Special Assistant to the U.S. Ambassador to Israel
- Incumbent
- Assumed office 2025

Personal details
- Relations: Mark Levin (stepfather)

= David Milstein (advisor) =

David Milstein‏ is an American serving as special assistant to the U.S. ambassador to Israel Mike Huckabee.

Milstein previously worked as a legislative aide for US senator Ted Cruz.

== Career ==
Milstein has been described as a "pro-Israel enforcer" within the Trump Administration, and was a major opponent of ousted press officer for Israeli-Palestinian affairs Shahed Ghoreishi. He has also advocated for the State Department to refer to the West Bank as Judea and Samaria, the biblical name for the region widely used by Israel. Milstein holds a top-secret security clearance.

In September 2025, Milstein was listed by The Jerusalem Post as 12th on the 25 ViZionaries list.

In July 2025, Milstein and U.S. ambassador to Israel Mike Huckabee agreed to meet with Jonathan J. Pollard, an American formerly imprisoned for spying for Israel. Milstein and Huckabee met Pollard at the US Embassy in Jerusalem.

On September 8, 2026, Milstein advocated for the publication of a memo attributed to Secretary of State Marco Rubio that condemned the UK, French, and Canadian governments for sanctions blocking imports from the occupied West Bank, writing, "These tactics unacceptably draw from the playbook of the antisemitic boycotts, divestments and sanctions movement." The memo was ultimately not released following opposition from the White House and senior State Department leadership.

== Personal life ==
Milstein is the stepson of conservative media personality Mark Levin, a close friend of Donald Trump.

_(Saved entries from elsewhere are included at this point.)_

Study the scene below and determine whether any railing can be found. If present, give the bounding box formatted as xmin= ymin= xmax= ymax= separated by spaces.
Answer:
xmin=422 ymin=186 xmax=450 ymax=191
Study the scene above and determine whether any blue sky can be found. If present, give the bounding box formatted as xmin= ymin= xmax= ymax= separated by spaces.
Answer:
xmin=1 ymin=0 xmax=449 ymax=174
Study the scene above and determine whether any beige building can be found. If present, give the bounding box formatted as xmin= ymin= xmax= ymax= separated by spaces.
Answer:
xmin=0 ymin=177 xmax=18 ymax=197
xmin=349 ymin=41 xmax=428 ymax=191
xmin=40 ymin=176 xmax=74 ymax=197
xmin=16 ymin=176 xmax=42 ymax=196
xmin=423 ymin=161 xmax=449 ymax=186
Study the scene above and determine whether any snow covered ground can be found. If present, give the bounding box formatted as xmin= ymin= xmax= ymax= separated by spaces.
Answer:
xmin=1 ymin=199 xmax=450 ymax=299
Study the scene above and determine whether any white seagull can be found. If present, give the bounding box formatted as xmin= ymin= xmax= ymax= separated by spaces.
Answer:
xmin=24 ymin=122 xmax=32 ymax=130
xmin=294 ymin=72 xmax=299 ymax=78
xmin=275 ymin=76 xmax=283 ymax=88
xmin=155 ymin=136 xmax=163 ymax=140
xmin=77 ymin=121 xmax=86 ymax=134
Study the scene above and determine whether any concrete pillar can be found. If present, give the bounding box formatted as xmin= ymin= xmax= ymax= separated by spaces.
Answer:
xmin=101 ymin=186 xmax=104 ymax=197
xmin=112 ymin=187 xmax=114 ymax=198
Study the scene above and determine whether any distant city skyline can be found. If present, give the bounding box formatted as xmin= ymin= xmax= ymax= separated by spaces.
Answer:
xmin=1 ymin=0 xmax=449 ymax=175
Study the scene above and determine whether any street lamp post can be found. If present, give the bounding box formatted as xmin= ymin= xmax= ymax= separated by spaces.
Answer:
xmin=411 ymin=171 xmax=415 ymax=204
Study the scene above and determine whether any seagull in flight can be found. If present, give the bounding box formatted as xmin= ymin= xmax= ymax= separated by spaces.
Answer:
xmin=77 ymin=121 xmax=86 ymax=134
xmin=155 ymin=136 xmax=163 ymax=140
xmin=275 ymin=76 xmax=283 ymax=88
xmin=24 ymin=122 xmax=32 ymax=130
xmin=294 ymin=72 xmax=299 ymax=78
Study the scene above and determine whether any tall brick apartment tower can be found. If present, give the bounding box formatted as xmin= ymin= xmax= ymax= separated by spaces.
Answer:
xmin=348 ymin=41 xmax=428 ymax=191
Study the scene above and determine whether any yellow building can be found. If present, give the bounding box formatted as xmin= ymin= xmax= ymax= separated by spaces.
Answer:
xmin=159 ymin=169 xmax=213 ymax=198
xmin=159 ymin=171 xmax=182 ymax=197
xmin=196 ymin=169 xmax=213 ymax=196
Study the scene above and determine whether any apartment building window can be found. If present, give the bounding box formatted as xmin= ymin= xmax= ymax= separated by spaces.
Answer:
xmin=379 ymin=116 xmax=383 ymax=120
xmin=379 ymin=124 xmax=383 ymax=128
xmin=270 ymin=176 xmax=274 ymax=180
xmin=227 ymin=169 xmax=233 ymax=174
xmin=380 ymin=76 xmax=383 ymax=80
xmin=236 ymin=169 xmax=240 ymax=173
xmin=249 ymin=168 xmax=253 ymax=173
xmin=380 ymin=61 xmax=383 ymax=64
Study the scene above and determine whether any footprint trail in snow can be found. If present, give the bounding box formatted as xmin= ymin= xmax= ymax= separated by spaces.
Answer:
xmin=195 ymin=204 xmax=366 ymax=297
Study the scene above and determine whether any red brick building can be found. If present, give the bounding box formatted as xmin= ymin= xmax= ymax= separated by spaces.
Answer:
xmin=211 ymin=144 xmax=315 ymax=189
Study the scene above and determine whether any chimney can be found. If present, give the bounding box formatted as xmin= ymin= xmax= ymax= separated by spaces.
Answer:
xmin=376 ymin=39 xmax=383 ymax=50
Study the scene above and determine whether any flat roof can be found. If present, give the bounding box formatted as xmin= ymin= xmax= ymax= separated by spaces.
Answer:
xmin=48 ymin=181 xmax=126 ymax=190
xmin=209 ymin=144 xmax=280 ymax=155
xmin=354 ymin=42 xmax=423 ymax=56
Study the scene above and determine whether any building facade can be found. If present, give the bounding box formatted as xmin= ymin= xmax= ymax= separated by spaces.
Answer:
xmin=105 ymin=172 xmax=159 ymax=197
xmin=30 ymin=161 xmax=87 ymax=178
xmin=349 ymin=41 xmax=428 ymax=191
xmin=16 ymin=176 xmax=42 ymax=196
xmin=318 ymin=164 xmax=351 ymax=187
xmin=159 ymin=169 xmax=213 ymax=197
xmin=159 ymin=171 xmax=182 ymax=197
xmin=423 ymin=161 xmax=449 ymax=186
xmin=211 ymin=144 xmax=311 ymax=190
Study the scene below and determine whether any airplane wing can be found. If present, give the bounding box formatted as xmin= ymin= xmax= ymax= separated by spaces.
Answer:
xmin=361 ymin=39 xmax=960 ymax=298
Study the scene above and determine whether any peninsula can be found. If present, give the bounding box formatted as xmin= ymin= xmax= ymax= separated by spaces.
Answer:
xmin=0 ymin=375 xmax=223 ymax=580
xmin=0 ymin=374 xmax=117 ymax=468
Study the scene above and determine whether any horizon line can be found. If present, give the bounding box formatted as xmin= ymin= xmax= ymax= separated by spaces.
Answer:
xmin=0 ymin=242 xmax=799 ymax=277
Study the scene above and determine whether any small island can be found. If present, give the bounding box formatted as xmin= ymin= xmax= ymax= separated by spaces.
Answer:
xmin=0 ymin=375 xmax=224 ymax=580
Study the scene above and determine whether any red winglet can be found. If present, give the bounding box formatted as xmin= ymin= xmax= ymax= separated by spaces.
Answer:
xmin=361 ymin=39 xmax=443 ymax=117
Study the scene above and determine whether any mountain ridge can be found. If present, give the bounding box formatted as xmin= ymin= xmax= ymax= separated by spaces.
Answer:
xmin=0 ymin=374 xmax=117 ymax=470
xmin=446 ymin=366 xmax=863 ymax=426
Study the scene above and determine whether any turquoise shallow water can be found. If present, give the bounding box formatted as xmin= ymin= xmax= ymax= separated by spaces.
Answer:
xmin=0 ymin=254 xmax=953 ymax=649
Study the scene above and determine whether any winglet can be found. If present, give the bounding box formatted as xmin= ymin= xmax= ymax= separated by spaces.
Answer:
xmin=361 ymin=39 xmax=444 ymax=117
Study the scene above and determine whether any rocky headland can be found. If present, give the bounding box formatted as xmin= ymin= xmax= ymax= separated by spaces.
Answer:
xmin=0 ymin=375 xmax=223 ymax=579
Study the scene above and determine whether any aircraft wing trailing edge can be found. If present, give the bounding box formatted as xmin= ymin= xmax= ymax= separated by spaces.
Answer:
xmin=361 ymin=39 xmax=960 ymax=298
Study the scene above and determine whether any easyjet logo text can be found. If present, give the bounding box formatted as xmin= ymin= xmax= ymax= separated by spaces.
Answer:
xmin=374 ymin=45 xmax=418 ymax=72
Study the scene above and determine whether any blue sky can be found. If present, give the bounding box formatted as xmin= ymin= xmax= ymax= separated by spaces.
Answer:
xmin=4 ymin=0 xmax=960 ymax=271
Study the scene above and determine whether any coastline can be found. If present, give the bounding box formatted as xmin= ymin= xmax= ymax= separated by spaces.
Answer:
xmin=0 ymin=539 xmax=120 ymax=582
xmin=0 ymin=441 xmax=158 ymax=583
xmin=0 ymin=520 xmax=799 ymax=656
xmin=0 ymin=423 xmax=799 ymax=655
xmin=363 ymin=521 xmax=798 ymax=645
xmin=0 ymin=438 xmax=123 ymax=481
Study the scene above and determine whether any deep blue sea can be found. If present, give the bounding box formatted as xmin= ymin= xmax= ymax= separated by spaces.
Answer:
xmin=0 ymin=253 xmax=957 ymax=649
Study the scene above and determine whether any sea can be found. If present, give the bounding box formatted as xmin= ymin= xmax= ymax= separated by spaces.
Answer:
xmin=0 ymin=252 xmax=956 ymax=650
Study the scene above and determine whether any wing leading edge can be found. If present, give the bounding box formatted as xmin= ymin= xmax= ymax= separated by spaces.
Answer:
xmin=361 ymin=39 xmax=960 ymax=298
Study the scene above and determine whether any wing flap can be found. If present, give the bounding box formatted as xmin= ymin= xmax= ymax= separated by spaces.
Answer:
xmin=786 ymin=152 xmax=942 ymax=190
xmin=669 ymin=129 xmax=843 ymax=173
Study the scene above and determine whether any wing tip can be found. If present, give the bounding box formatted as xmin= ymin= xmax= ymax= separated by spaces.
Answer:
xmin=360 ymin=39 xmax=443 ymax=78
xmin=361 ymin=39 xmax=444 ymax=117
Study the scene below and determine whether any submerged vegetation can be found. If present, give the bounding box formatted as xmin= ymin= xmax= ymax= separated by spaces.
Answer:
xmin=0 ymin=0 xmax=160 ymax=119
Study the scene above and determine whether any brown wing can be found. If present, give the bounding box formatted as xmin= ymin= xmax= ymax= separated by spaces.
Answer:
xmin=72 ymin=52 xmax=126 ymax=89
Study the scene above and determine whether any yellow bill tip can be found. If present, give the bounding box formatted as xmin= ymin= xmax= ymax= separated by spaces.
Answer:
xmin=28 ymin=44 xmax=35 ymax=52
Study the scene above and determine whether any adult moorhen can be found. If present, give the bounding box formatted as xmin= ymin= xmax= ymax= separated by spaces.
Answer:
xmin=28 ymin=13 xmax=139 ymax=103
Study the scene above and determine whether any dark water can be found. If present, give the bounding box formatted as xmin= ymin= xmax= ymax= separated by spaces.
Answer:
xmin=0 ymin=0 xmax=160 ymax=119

In June 2019, Milstein announced his engagement to Miriam Feiglin.

=== Wedding donations ===
On September 21, 2206, Politico published an investigation into Milstein, reporting he had solicited cash gifts from Israeli citizens to celebrate his wedding. On September 16, 2026, Milstein sent a Paperless Post wedding invitation "monetary wedding gift[s]" in either "U.S. dollars or Israeli shekels" along with a QR code. A member of the national intelligence community interviewed by Politico described it as a "walking counterintelligence red flag."

Ambassador Huckabee subsequently defended Milstein in an X post, writing he was a "brilliant policy wonk." Milstein's stepfather Levin wrote in an X post that "David was asked by family members, who live all over the world and throughout the country, about gifts for his upcoming wedding and if he was registered anywhere."

Philip Klein wrote an opinion in the National Review Online describing Politico's article as a "Disgusting Yom Kippur War on David Milstein", writing that "it is customary in Israel for people to give cash wedding gifts, which they view as more practical than, say, purchasing china or a waffle iron for newlyweds."